Once they left, Jonah started to walk out of the house to head toward the barn when he saw his gun leaning just inside the door. He grabbed the door handle and tried to leave without it, but his feet suddenly felt as if they were stuck fast in thick mud. Reluctantly he grabbed it and made his way out to the shed.

There he picked up a hoe, intending to work in the cornfields, when he heard a steady drumming on the roof. He went to the door and was shocked to see it raining, heavy and hard. He stared.
It wasn’t supposed to rain today.
He always knew when it would rain. Rain, frost, snow, whatever the weather was going to be, he always seemed to have a sense about it. It had made Pa amused and proud that he’d inherited his ability.

Shaking his head, Jonah put the hoe back and made a dash to the house. His clothes got soaked anyway. After he changed, he wandered around the house.

The rain did not let up, and he eventually found himself in the parlor. He sat down at the secretary with his gun. It had gotten wet during his dash indoors, and it needed to be dried and cleaned.

But he found his attention wandering to Pa’s Bible.
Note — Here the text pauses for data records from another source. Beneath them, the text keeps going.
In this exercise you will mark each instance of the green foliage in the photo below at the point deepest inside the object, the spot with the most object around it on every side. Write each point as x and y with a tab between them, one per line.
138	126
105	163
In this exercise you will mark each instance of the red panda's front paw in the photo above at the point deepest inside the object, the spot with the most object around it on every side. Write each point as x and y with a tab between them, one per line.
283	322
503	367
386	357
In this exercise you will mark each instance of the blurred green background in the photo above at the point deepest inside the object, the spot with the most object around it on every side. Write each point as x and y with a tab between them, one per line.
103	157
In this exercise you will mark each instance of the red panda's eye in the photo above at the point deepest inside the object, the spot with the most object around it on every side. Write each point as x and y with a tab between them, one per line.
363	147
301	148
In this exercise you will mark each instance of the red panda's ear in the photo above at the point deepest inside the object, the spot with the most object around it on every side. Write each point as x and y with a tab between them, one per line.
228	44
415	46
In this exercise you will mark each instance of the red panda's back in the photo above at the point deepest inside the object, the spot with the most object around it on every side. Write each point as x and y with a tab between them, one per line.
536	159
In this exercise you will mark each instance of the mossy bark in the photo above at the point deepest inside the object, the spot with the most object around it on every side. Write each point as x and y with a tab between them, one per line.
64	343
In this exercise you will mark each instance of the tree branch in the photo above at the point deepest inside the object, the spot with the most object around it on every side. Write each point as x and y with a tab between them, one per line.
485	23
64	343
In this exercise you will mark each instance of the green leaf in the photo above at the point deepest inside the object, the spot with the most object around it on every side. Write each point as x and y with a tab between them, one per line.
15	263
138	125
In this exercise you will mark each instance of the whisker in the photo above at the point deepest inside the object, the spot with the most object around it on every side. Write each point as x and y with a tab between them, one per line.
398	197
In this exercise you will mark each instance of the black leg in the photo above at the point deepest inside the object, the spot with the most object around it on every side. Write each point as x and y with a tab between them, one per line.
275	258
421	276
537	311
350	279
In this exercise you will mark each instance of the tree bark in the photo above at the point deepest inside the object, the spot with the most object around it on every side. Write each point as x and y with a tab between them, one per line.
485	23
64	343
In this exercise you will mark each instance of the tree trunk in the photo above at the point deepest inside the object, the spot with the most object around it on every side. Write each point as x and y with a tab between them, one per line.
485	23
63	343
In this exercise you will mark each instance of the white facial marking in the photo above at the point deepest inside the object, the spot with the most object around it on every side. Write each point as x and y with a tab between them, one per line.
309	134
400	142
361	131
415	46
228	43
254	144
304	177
It still lay on the side table where Adele had left it four months ago—when he had told her he didn’t need it. As he worked on his gun, he found himself looking up at the leather-bound book several times. Finally, he set his weapon aside and fetched it.

Returning to the secretary, he held it out in front of him, running his thumbs over the worn leather. Pa had read from this every night after supper. Jonah had to smile as he recalled how shocked Ma had been when she found he’d been writing in it. She’d thought it sacrilegious. He had explained to her he wasn’t changing God’s Holy Word; he simply wanted to jot down his thoughts on the scriptures as he read. Eager to see his father’s handwriting, Jonah flipped it open.

“The Lord is nigh unto them that are of a broken heart
. …” Jonah’s eyes fell on the little note written beside the passage in Psalms:
Rebecca Ann Kirby.
His sister. Ma had given birth to her after Daniel and before Toby. She only lived a few days before passing away in the night. He hadn’t been very old, only six, but he remembered how sad Ma had been. Pa as well.

When he went to flip to another page, a folded note slipped from the Bible and fell onto the floor. He picked it up. The name on it said
Dorothy
, written in his father’s hand—a note from his father to his mother. Ma had used Pa’s Bible after he died. She must have put it there.